Tanpa mereka sadari, Armand sudah pulang dari kantor dan berjalan masuk ke rumah. Maura berjalan di belakangnya dengan wajah datar, namun tetapi melempar tatapan tajam ke arah Amelia.

Amel segera bangkit dari kursi dan setengah berlari menghampiri Armand. Bergelayut di lengannya dengan puppy eye keahliannya. “Papa, maafkan Amel! Bukan Amel yang memakai uang itu.”

“Iya, Mas. Amel menolong salah satu petugas kebersihan yang butuh uang untuk pengobatan ibunya. Rendra namanya,” sambung Soraya begitu melihat Armand meragukan perkataan Amel.

“Rendra?” Maura berdiri menyejajarkan Armand dan menarik lengan Amel agar lepas dari lengan ayahnya. “Bukannya dia sudah dua bulan lalu mengajukan resign, ya?”

“Benarkah?” Amel memasang wajah terkejut hingga berhasil mengejutkan Maura.

“Ya, sudah, biar Papa yang jelaskan pada Amanda,” putus Armand tiba-tiba.

“Pa! Bukankah tadi kita sudah sepakat untuk mencari Rendra terlebih dulu dan menanyakan tentang kebenaran cerita Kak Amel?”

“Papa yakin, Amel tidak sedang berbohong.” Armand mengelus lengan Maura. “Kita tetap mencari Rendra, tapi Papa juga perlu jelaskan ke Tante Amanda bahwa ternyata bukan Amel yang memakai uangnya seperti sangkaan kita semua.”

“Makasih, Pa,” sambar Amel senang. Lengannya memeluk Armand, sedang mata dan lidahnya mengejek Maura dari balik punggung Armand.

“Sama-sama.” Armand menepuk punggung Amel penuh kelembutan.

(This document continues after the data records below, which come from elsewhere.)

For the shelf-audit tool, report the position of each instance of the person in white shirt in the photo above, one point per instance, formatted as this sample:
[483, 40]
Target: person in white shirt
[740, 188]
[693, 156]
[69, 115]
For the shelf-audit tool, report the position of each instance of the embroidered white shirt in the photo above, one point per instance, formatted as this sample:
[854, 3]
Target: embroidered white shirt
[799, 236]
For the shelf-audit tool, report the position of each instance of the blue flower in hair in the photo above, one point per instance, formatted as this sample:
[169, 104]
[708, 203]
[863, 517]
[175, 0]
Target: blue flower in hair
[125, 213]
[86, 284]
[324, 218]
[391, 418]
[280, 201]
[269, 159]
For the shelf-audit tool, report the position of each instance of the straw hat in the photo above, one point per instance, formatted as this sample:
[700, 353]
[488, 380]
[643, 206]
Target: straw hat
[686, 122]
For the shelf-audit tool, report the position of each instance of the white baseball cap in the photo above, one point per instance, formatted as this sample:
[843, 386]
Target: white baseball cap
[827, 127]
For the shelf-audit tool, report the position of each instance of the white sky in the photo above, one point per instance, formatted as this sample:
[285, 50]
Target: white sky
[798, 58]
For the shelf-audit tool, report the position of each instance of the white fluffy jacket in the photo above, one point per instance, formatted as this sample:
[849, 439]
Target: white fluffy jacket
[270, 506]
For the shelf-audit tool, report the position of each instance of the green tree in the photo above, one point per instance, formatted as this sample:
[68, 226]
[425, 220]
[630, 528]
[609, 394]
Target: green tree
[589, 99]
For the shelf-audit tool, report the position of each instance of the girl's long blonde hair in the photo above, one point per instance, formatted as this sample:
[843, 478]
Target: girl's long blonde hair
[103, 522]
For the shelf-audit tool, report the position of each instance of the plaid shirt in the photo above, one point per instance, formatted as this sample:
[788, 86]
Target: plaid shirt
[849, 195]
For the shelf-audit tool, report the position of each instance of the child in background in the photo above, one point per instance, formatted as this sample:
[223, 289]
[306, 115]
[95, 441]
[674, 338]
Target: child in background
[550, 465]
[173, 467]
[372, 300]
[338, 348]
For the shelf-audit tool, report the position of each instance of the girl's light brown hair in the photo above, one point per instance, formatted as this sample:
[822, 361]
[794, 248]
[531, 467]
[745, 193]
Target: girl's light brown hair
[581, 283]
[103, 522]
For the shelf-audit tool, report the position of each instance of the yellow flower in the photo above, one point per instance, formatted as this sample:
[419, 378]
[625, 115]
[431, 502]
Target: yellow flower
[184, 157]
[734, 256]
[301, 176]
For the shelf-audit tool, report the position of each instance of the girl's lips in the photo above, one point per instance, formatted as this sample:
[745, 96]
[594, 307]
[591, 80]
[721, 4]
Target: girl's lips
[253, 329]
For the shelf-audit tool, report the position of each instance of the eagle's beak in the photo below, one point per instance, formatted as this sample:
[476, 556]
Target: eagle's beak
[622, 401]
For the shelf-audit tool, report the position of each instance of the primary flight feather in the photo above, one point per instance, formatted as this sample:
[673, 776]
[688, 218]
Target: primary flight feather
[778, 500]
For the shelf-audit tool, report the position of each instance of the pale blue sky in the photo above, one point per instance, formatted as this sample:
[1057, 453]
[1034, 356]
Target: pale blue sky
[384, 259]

Lagi-lagi, janji Armand untuk tetap mencari Rendra dan memperoleh cerita yang benar, sama seperti janji Armand untuk tidak mengurangi kadar sayangnya pada Maura, hilang diterpa angin. Sekali lagi, janjinya pada Maura tidak ditepati.

Lima ratus juta bukan hal besar untuk Armand. Namun, berarti segalanya untuk Maura. Bukan karena nominalnya, tetapi karena janji yang teringkari membuat Maura tidak terima. Begitu pula yang dirasakan Amelia, merasa kesal karena Maura mulai menunjukkan sikap menentangnya. Jelas sekali bahwa adik tirinya sangat ingin menjelekkannya di depan Papa.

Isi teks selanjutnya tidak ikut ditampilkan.